What, precisely, is not “fair” or “moral” about horseracing’s arrangements? British horseracing is a free association of men and women who come together for said activity; the process of public involvement is as follows:
Racing is advertised on television, in newspapers, and online; advertisements appear on railway stations platforms, on the side of buses, and along London Underground escalators.
People look at the advertisements and decide whether they want to go racing, or apply for jobs.
Racing attendance and participation reflects people’s choices whether to engage in the sport.
So long as people are free to exercise consumer choices, and job applicants protected under employment law, there is no basis for saying there is unfairness.
The “commercial case”
The Action Plan also said there was a clear commercial case for diversity and inclusion, and its footnotes cited reports; what do these reports say?
The Business Case for Equality and Diversity: a survey of the academic literature, produced by the British government’s Department for Business, Innovation & Skills in 2013,9 concluded:
The academic research analysed [contained] little consideration of the role of internal processes and policies. This kind of evidence cannot explain how business benefits were realised … they tend not to focus on business performance impacts, or to look at firms’ context and strategic response, what worked and why … The insight from this report suggests that the business case for equality & diversity might have more resonance with businesses if there was credible evidence of this more practical kind. (pages vii-viii)
So much for that! Another report was Delivering through Diversity by American management consultancy firm McKinsey, 2018,10 which provided no causal evidence between boardroom diversity and performance; it said:
Correlation is not causation. There are real limitations, and we are not asserting a causal link. (p38)
McKinsey claimed a correlation between leadership diversity and corporate performance, but when two economists sought to verify its research in 2024, McKinsey denied them access to its data. The economists tried to recreate McKinsey’s study by using U.S. companies in the S&P 500, a sample that McKinsey was likely to have used, but they could not find the claimed correlation.11 Even if McKinsey’s correlation did exist, DiRSG missed the obvious point that cause and effect could be the other way around, i.e. high-profit corporations which engage in unpopular practices, such as relocating production to countries with poor working conditions, adopt “diversity” as means of deflecting criticism.12
DiRSG also failed to acknowledge that, prior to the diversity policy, British people had been able to organise and produce:
racecourse venues, tracks, and stables;
silks, helmets, boots, saddles, and whips;
handicapping and stewarding systems;
systems of ownership and licensing;
veterinary services;
as well as the breeding, training, and riding of racehorses.

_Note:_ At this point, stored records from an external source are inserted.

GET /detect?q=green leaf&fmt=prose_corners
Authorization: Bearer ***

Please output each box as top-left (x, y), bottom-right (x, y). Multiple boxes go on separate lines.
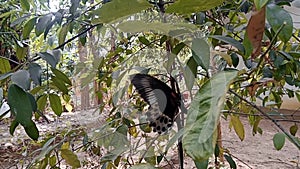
top-left (0, 72), bottom-right (13, 81)
top-left (172, 42), bottom-right (186, 55)
top-left (266, 4), bottom-right (293, 43)
top-left (242, 32), bottom-right (253, 59)
top-left (51, 77), bottom-right (69, 94)
top-left (29, 63), bottom-right (42, 86)
top-left (10, 14), bottom-right (30, 27)
top-left (184, 56), bottom-right (197, 91)
top-left (37, 94), bottom-right (48, 111)
top-left (51, 68), bottom-right (72, 85)
top-left (117, 21), bottom-right (174, 34)
top-left (183, 71), bottom-right (238, 161)
top-left (0, 88), bottom-right (2, 101)
top-left (194, 159), bottom-right (208, 169)
top-left (58, 23), bottom-right (69, 46)
top-left (40, 157), bottom-right (48, 169)
top-left (0, 58), bottom-right (11, 73)
top-left (92, 0), bottom-right (151, 24)
top-left (218, 52), bottom-right (232, 66)
top-left (230, 53), bottom-right (239, 68)
top-left (273, 132), bottom-right (285, 150)
top-left (144, 146), bottom-right (156, 165)
top-left (231, 115), bottom-right (245, 141)
top-left (0, 10), bottom-right (15, 19)
top-left (27, 92), bottom-right (37, 112)
top-left (23, 17), bottom-right (37, 39)
top-left (44, 20), bottom-right (56, 40)
top-left (210, 35), bottom-right (245, 54)
top-left (61, 149), bottom-right (81, 168)
top-left (290, 124), bottom-right (298, 136)
top-left (38, 52), bottom-right (59, 68)
top-left (187, 56), bottom-right (197, 77)
top-left (224, 154), bottom-right (237, 169)
top-left (254, 0), bottom-right (268, 10)
top-left (166, 0), bottom-right (225, 14)
top-left (49, 155), bottom-right (56, 167)
top-left (192, 38), bottom-right (210, 71)
top-left (252, 116), bottom-right (261, 135)
top-left (11, 70), bottom-right (30, 90)
top-left (9, 120), bottom-right (19, 136)
top-left (16, 45), bottom-right (27, 60)
top-left (8, 84), bottom-right (33, 126)
top-left (35, 14), bottom-right (53, 36)
top-left (24, 120), bottom-right (39, 140)
top-left (160, 35), bottom-right (168, 46)
top-left (70, 0), bottom-right (80, 15)
top-left (138, 36), bottom-right (150, 46)
top-left (49, 94), bottom-right (62, 116)
top-left (20, 0), bottom-right (30, 11)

For all the claims of diversity being a strength, no research had been produced to explain how diversity would improve upon what had been achieved in British horseracing over the past 250 years.
Appointment of Head of Diversity and Inclusion, October 2018
The final event of 2018, in October, was the BHA’s appointment of a Head of Diversity and Inclusion. This was a salaried position, intended to:
… fulfil British racing’s ambitions to become more diverse and inclusive [and to work with DiRSG] to co-ordinate and implement the recommendations of the Action Plan and to work with the Racing industry.13
This position was not comparable to, say, a Head Veterinary Officer, or a Head of Finance, which dealt with functions; it was an ideological position that would soon import into horseracing LGBT+ and “anti-racism” orthodoxies.
There was a third report cited by DiRSG; “FTSE Women Leaders: Improving gender balance in FTSE Leadership”. Its claim that there was a “strong association between gender diversity and corporate out-performance” was based on another publication, “Credit Suisse Gender 3000: The Reward for Change” which, like McKinsey, relied on correlation, not causation (e.g. p27).